В дальнейшем изложении «системы трансцендентальных идей» даже само понятие «идея» как-то отходит на задний план. Вневременное существование мыслящего субъекта как личности не рассматривается как идея, хотя, исходя из этого, можно было бы прокладывать путь к последующей идее бессмертия. По-настоящему первое опосредующее звено в дальнейшем развитии понятия «идея» определяет его использование в разъяснении космологических антиномий.

В соответствии с «системой трансцендентальных идей» Кант переходит к ознакомлению читателя с системой «космологических идей». В этом разделе о космологических антиномиях читатель находит две связующие нити между сугубо теоретическим и практическим применением чистого разума. Прежде всего, в ходе длинного изложения противоречивой диалектики антиномий помимо подробного изложения их сути определяется их значение для практической области. При этом Кант вновь обращается к понятию «идеи», соотнося, таким образом, «систему космологических идей» в этом разделе с соответствующим разделом, посвященным введению «системы трансцендентальных идей». И это соотнесение значимо, поскольку свидетельствует о стремлении Канта отразить системную взаимосвязь космологических вопросов с трансцендентальными идеями, не нашедшую столь акцентированного выражения в его размышлениях о паралогизмах.
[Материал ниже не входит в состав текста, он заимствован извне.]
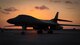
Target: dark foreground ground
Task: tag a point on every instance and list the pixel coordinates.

Кант осторожен и сдержан в применении понятия идеи в отношении отдельных категорий, затронутых в его космологических толкованиях. Его внимание акцентируется на четырех космологических идеях: «Итак, существует не более четырех космологических идей в соответствии с четырьмя разрядами категорий...» (с. 329). Здесь следует отметить, что логически последовательным в языковой реализации понятия идеи в своей трансцендентальной системе Кант остается только в отношении понятия свободы; причины и значение этого факта мы намерены осветить в последующем. Однако в своих рассуждениях по поводу системы космологических идей и их связи со всей системой трансцендентальных идей Кант сохраняет последовательность, объясняя интерес к ним практическим применением разума. Самым ясным выражением этого являются его суждения, затрагивающие решающий поворотный пункт, в каковом космологические идеи

оказываются в свете разума в его практическом применении. Этому решающему положению посвящены строки на с. 366—367, отвечающие на вопрос о том, в чем интерес чистого разума с его догматизмом в отношении тезиса в споре космологических антиномий: «Итак, на стороне догматизма в определении космологических идей разума, или на стороне тезиса, обнаруживается: во-первых, определенный практический интерес, который близко касается всякого благомыслящего человека, если он знает свою истинную выгоду. Что мир имеет начало, что мое мыслящее Я обладает простой и потому неразрушимой природой, что оно в своих произвольных действиях свободно и стоит выше принуждения природы и, наконец, что весь порядок вещей, образующих мир, происходит от одной первосущно-сти, от которой все заимствует свое единство и целесообразную связь, — это краеугольные камни морали и религии»3.

Чтобы постичь весь масштаб этих рассуждений Канта, нужно все время держать в уме то обстоятельство, что весь обширный раздел «Системы космологических идей» направлен, прежде всего, на практический интерес этих идей для разума, а не просто на их диалектическую игру. Это — именно система идей: в ней представлены все четыре антиномии, рассмотренные с точки зрения их значения для практического применения разума. Все эти антиномии состоят в определенной взаимосвязи, диалектика которой подробно раскрывается Кантом. Одновременно при оценке их практической значимости происходит их перенаправление и конкретизация в ориентации на познающего субъекта. Эта переориентация, по сути, сводима к вопросу: что означают антиномии для нравственного и религиозного мировоззрения субъекта, воспринимающего и познающего мир сквозь их диалектическую видимость?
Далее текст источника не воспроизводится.